On Oct. 20, 2018, the AG600, the world’s largest amphibious airplane, completed its first takeoff and landing on water at a reservoir in China’s central Hubei province.
The plane, known as the Kunlong and developed independently by China, took off from the water and landed steadily after a 14-minute flight, according to China’s state-owned Xinhua news agency.
The 121-foot-long aircraft is about 40 feet tall and has a 127-foot wingspan, making it roughly the size of a Boeing 737. It has a range of 2,800 miles and a cruising speed of about 310 mph, and it can fly for up to 12 hours.
Powered by four WJ-6 turboprop engines — Chinese-made versions of a Russian engine — it has a maximum takeoff weight of about 59 tons on land and about 54 tons on water.
It’s the third-largest aircraft designed and built in China, after the Y-20 military transport plane and the C-919 commercial passenger plane.
It can carry up to 50 people for maritime search-and-rescue operations and scoop up about 12 tons of water in 20 seconds during firefighting operations.
It’s designed to take off and land in waves up to 6.5 feet high. While it has a flight ceiling of just under 20,000 feet, it can cruise as low as about 160 feet.Aerial view: China’s AG600 amphibious aircraft makes maiden flight from water
Beijing approved a development plan for the AG600 in 2009 and unveiled it in July 2016, when it rolled off an assembly line in Zhuhai in southern China. It made its first flight in December 2017 and carried out its first on-water tests in September 2018.
Its chief designer, Huang Lingcai, said in May 2017 that the manufacturer, state-owned Aviation Industry Corporation of China, was aiming to get an airworthiness certification by 2021 and start deliveries by 2022.
But its capabilities lead observers to think it could be used to transport troops or conduct surveillance in disputed waters like the South China Sea.
Beijing could use it to justify more buildup in the South China Sea
The state-owned China Daily newspaper in December 2017 described Huang as saying the AG600 could make round trips from China’s southern island province of Hainan to James Shoal at the southern edge of the South China Sea without refueling.
Collin Koh, a security expert at Singapore’s Nanyang Technological University, told the South China Morning Post in September 2018 that “the AG600 would be suitable for the quick transport of troops and materials and could also provide other support such as evacuating garrisons in the South China Sea or even out to the Spratlys.”
“Beijing will also use it to justify any further buildup in the region, saying the aircraft can be used for the common good, such as providing support to foreign vessels in the area and for search and rescue,” Koh added.

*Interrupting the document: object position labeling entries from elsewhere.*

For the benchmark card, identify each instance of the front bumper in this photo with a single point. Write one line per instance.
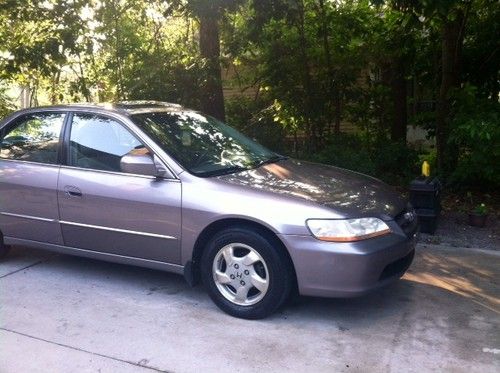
(329, 269)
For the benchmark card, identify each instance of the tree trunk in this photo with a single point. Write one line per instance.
(399, 98)
(452, 34)
(213, 97)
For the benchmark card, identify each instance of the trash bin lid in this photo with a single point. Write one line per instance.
(425, 184)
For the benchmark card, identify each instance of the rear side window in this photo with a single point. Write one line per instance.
(33, 138)
(99, 143)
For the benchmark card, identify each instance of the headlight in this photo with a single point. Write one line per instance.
(347, 230)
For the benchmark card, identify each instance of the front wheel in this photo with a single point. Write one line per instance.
(245, 275)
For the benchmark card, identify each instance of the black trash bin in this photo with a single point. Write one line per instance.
(425, 197)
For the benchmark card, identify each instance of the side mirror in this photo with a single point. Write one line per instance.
(140, 164)
(143, 164)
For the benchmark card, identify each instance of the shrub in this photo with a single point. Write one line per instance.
(476, 134)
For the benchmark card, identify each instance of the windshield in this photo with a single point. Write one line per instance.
(201, 144)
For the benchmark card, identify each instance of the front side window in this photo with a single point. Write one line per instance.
(33, 138)
(99, 143)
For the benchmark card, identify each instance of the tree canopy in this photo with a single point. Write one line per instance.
(313, 78)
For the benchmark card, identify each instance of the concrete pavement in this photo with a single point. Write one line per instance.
(67, 314)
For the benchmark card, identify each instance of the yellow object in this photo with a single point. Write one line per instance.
(426, 169)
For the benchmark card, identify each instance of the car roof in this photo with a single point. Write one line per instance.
(122, 107)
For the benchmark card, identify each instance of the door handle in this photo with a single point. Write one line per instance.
(72, 191)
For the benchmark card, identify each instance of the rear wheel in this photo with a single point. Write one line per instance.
(245, 275)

China’s land-reclamation projects in the South China Sea have helped it expand its presence in the area, which is covered by overlapping claims made by several countries.
Since 2013, China has developed more than 3,200 acres of land in the Spratly Islands. Those efforts have turned to construction.
In addition to building runways, communications facilities, barracks, and hangars, China has militarized several of its outposts in the Spratlys and the Paracel Islands, adding various point-defense systems, jamming technology, anti-ship cruise missiles, and surface-to-air missiles.
Satellite imagery released in 2018 by the Asia Maritime Transparency Initiative showed at least four airstrips in the Spratlys and the Paracels capable of handling military aircraft.
The AG600, which can take off and land in water as shallow as 8 feet, could be used to link those islands.
In early 2016, China appeared ready to start reclaiming land at Scarborough Shoal, a group of rocky outcroppings about 130 miles from the Philippine coast. But it backed down after the US warned of consequences, and the Philippines has since said that building at Scarborough is a “red line.”
In 2018, China’s air force said it landed bomber aircraft, including the H-6K strategic bomber, on islands in the South China Sea as part of an exercise it described as preparation for “the West Pacific and the battle for the South China Sea.”